Linghems SK
- Full name: Linghems Sportklubb
- Ground: Lingheden Linghem Sweden
- Chairman: Gunnar Gustafsson
- League: Division 4 Östergötland Östra
| Home colours | Away colours |

= Linghems SK =

Swedish football club

Linghems SK is a Swedish football club located in Linghem.

==Background==
Linghems SK currently plays in Division 3 Östergötland Östra which is the sixth tier of Swedish football. They play their home matches at the Lingheden in Linghem.
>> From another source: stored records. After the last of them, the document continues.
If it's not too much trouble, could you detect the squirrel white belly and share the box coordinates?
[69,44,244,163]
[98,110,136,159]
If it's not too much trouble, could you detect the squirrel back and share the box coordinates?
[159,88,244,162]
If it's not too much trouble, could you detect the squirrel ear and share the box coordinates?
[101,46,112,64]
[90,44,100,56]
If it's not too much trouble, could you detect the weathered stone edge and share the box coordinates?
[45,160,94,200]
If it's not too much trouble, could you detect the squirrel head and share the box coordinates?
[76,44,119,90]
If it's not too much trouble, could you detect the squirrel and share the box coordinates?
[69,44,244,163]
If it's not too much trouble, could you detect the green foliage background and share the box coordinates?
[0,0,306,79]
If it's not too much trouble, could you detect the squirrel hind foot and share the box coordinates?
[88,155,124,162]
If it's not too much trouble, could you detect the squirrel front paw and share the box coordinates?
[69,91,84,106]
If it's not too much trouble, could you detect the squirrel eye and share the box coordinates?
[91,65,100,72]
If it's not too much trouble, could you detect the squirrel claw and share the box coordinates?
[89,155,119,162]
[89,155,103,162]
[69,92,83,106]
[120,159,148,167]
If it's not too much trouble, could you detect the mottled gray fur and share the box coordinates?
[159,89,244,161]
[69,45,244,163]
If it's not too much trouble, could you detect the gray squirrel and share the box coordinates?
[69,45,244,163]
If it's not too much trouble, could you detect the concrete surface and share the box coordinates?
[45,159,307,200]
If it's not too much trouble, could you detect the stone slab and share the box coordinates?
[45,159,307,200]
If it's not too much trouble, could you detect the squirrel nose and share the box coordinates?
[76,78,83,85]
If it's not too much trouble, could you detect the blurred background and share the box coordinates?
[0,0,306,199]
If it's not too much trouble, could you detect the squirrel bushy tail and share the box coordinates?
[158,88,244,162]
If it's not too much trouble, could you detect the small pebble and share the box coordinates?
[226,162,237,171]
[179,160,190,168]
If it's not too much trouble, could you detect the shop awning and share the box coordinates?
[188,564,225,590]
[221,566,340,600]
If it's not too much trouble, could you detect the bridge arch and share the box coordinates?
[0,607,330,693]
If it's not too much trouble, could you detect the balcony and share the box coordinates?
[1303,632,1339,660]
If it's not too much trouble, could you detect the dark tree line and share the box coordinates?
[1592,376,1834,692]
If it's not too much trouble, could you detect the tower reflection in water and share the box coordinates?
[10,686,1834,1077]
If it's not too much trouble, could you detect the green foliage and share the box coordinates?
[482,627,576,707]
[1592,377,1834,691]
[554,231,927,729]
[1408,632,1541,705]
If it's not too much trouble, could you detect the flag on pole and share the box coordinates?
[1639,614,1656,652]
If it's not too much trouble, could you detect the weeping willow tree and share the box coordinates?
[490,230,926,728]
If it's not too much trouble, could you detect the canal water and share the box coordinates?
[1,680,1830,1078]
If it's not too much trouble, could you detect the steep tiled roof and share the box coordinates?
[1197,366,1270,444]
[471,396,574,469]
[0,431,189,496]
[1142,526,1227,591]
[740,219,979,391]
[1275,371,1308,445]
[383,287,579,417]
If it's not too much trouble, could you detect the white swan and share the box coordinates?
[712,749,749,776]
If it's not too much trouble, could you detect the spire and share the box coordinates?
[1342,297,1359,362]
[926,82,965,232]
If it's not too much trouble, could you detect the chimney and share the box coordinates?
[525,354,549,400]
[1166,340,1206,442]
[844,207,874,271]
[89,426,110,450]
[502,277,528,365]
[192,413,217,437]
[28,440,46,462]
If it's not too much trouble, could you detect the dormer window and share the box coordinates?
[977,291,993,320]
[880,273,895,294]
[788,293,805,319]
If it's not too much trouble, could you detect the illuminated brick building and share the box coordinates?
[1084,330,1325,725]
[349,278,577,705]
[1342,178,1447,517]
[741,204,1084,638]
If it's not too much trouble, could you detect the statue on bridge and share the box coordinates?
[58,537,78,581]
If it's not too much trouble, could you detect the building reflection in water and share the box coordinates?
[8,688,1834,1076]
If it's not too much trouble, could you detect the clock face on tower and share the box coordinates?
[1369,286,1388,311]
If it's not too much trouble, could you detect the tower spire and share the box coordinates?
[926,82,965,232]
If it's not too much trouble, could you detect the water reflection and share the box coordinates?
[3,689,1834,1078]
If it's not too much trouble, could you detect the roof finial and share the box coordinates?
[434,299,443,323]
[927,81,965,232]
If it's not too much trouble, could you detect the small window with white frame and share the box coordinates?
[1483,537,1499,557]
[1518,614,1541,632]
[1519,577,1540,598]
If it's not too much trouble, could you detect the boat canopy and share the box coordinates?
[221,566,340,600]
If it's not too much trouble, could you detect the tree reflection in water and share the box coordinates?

The club is affiliated to Östergötlands Fotbollförbund.

==Season to season==

| Season | Level | Division | Section | Position | Movements |
|---|---|---|---|---|---|
| 1999 | Tier 5 | Division 4 | Östergötland Västra | 5th |  |
| 2000 | Tier 5 | Division 4 | Östergötland Västra | 6th |  |
| 2001 | Tier 5 | Division 4 | Östergötland Östra | 11th | Relegated |
| 2002 | Tier 6 | Division 5 | Östergötland Mellersta | 3rd |  |
| 2003 | Tier 6 | Division 5 | Östergötland Mellersta | 2nd | Promoted |
| 2004 | Tier 5 | Division 4 | Östergötland Västra | 7th |  |
| 2005 | Tier 5 | Division 4 | Östergötland Västra | 9th |  |
| 2006* | Tier 6 | Division 4 | Östergötland Östra | 11th | Relegated |
| 2007 | Tier 7 | Division 5 | Östergötland Mellersta | 4th |  |
| 2008 | Tier 7 | Division 5 | Östergötland Mellersta | 1st | Promoted |
| 2009 | Tier 6 | Division 4 | Östergötland Östra | 3rd |  |
| 2010 | Tier 6 | Division 4 | Östergötland Östra | 10th |  |
| 2011 | Tier 6 | Division 4 | Östergötland Östra |  |  |
| 2012 | Tier 6 | Division 4 | Östergötland Östra | 1st | Promoted |

- League restructuring in 2006 resulted in a new division being created at Tier 3 and subsequent divisions dropping a level.